2018年2月10日~11日、千葉・幕張メッセにて開催されている、ゲームファンとゲーム大会の祭典“闘会議2018”。本イベントを訪れた、国際eスポーツ連盟(International e-Sports Federation 通称IeSF)のレオポルド・チャン氏のインタビューをお届けする。
IeSFは、韓国・ソウルに本部を持つ、国際的なeスポーツ団体。2008年に設立され、世界48ヵ国・地域が加盟している。チャン氏は、同組織の中で国際関係業務の責任者を務めているほか、事務局長の立場でもある。
今回のインタビューでは、同組織の活動内容と、今後の展望、日本のeスポーツ産業に対する印象などをうかがった。
レオポルド・チャン氏
(文中はチャン)
――初めに、IeSFがどのような活動を行っている組織なのかを教えてください。
チャン私たちのミッションは4つあります。ひとつは、各国でのeスポーツの組織の設立、また、その国でeスポーツが育っていくための手助けをすること。ふたつ目は、eスポーツのプロを育てること。eスポーツに関わる人々の仕事を、職業として確立させることです。
――それは、プレイヤーのみならず、たとえば審判だったり、コーチだったりも含むということですね。
チャンはい。たとえばコーチなら、プレイヤーに1日16時間も練習させないように、スケジュールを管理することが求められます。そういった細かい規則や、環境を作ることが大事です。つぎに3つ目は、世界大会を開催すること。そして4つ目は、eスポーツの基準を作ること。それぞれの国で、eスポーツの基準が異なっている状況がありますが、確固たる国際的な基準を作ることが使命です。
――それらのミッションは、いずれもeスポーツの発展につながるものだと思いますが、eスポーツをより盛り上げるために重要なことは何だと考えていますか?
チャンもっとも大切なのはeスポーツのプレイヤーです。プレイヤーを守り、育てることが大事です。“楽しい”ことだけに終始してしまっているプレイヤーがいるので、彼らのパフォーマンスのクオリティーを上げることが必要だと思います。同様に、重要だと考えているのは、eスポーツのエコシステムです。
――エコシステム(生態系)ですか。
チャンふつうのスポーツは、まず草の根でプレイしている人たちがたくさんいて、その中の人たちがプロフェッショナルになりますよね。一方、eスポーツは、プロフェッショナルありきになっていて、下の層が薄いのです。これは、もし少数のプロがいなくなってしまったら、eスポーツも滅ぶということを意味します。ですので、現状のエコシステムを変えたいのです。

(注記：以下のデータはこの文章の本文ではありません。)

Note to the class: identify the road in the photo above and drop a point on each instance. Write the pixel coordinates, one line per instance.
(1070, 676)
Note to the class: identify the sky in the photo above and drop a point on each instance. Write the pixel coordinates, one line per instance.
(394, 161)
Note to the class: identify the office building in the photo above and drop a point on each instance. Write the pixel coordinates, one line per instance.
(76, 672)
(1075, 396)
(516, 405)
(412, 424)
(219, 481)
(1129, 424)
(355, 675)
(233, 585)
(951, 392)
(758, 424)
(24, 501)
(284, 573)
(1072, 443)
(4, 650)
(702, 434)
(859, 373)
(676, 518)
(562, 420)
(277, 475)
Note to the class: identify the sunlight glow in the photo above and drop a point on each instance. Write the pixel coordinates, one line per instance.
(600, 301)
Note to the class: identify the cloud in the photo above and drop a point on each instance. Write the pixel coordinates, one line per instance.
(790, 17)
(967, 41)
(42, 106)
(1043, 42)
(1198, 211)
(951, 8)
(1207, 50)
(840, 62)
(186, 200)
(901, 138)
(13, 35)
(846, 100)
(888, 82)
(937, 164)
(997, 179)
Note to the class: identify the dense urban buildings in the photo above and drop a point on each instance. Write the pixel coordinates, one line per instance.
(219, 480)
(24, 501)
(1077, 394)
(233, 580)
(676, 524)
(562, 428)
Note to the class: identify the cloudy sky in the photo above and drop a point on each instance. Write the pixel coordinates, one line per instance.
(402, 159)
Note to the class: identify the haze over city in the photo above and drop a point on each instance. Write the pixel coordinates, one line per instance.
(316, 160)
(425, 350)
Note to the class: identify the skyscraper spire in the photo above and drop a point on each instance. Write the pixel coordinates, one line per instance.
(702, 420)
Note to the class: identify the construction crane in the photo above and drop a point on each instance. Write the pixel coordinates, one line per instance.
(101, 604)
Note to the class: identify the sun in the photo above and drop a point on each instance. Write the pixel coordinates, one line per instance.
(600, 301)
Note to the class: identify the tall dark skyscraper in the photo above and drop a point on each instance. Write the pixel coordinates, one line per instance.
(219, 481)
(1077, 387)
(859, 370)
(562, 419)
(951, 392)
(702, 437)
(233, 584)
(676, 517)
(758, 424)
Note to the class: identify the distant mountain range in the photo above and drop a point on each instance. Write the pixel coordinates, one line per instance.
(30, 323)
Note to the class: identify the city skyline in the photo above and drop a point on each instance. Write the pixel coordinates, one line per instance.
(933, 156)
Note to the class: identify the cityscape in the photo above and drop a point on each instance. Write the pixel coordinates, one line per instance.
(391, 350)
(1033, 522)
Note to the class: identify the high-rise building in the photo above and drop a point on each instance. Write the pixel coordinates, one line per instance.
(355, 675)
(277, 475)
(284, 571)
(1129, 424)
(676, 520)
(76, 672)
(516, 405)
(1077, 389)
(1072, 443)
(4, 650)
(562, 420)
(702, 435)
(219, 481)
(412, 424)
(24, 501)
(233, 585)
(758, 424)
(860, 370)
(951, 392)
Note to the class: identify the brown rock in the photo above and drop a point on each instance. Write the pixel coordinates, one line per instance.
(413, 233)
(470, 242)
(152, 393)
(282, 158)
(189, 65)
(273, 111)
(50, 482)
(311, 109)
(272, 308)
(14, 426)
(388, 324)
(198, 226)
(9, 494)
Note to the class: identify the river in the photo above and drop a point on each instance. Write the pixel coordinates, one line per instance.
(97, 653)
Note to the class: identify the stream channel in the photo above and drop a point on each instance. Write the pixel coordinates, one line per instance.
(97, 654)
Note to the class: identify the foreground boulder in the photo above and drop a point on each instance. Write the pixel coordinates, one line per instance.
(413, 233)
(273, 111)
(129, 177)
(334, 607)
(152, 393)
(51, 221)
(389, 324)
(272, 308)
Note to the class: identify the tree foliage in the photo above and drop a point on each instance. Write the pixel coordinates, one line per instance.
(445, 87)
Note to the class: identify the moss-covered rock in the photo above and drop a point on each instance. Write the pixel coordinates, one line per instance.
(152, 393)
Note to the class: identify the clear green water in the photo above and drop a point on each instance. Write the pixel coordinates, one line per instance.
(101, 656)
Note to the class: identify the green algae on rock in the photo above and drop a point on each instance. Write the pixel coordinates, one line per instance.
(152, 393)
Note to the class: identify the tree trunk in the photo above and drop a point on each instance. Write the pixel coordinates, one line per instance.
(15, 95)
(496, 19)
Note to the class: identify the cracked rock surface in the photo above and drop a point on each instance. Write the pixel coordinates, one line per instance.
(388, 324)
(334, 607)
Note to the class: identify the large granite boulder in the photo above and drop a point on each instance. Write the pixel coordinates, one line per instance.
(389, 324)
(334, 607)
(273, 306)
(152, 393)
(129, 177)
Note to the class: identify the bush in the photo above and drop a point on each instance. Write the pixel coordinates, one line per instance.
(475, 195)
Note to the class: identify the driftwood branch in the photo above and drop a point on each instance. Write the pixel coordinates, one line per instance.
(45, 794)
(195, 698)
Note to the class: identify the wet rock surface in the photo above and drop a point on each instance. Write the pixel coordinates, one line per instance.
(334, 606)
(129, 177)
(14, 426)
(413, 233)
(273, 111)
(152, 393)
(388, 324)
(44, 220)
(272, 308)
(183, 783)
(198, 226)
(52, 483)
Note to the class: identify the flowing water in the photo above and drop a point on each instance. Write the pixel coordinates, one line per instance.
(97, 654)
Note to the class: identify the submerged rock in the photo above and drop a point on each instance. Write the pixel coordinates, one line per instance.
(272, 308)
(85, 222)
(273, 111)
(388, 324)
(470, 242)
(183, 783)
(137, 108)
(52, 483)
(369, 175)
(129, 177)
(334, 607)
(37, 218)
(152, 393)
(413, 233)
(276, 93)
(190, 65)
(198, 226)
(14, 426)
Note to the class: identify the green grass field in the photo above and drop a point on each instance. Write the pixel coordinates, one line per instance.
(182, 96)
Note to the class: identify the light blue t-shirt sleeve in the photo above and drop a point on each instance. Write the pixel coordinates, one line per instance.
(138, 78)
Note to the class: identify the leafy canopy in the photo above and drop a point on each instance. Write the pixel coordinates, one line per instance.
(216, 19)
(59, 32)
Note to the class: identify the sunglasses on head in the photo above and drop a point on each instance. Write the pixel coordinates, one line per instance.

――プロ以外のプレイヤーにも働きかけていくことが重要になりますね。
チャンまた、プレイヤー全体の中で、プロの割合は1%ほど、しかもその1%になれたからといって成功しているというわけではありません。であれば、残りの99%のプレイヤーはどうなってしまうのか。彼らが職業を失う状況を防ぐためにも、教育、そして政府や社会によるサポートが必須です。だからこそ、eスポーツが公式なスポーツであると認知してもらいたい。それは簡単なことではないけれど、必要なことなのです。
――プレイヤーとのコミュニケーションは、どのように行っているのですか?
チャンIeSFには各国のeスポーツ組織が加盟していて、それぞれの国の組織が、その国のプレイヤーとやり取りを行っています。国によって文化や法律が異なるので、やりかたは各団体に委ね、我々は最小限のガイドラインを配布しています。
――IeSFに加盟している国の中で、とくにeスポーツが盛んな国は?
チャンさまざまな地域でムーブメントが起こっていますが、あえて挙げるならば、中国、韓国、ヨーロッパの国々です。
――日本のeスポーツ業界については、どのようにお考えですか?
チャン日本のeスポーツは、すぐにグローバルレベルに追い付くと思います。日本だけの特別な団体として、JeSU(日本eスポーツ連合)ができましたから。とても強固な構造の組織だと思います。
――最後に、IeSFが目指す未来を教えてください。
チャンゴールはとてもシンプルです。eスポーツを、世界に広めることです。eスポーツは、すでにアジア競技大会で採用されることが決まっていますが、オリンピックにも採用されるようにしたい。そして、世界中でもっともっと認知されて、当たり前のものになる。それが目標です。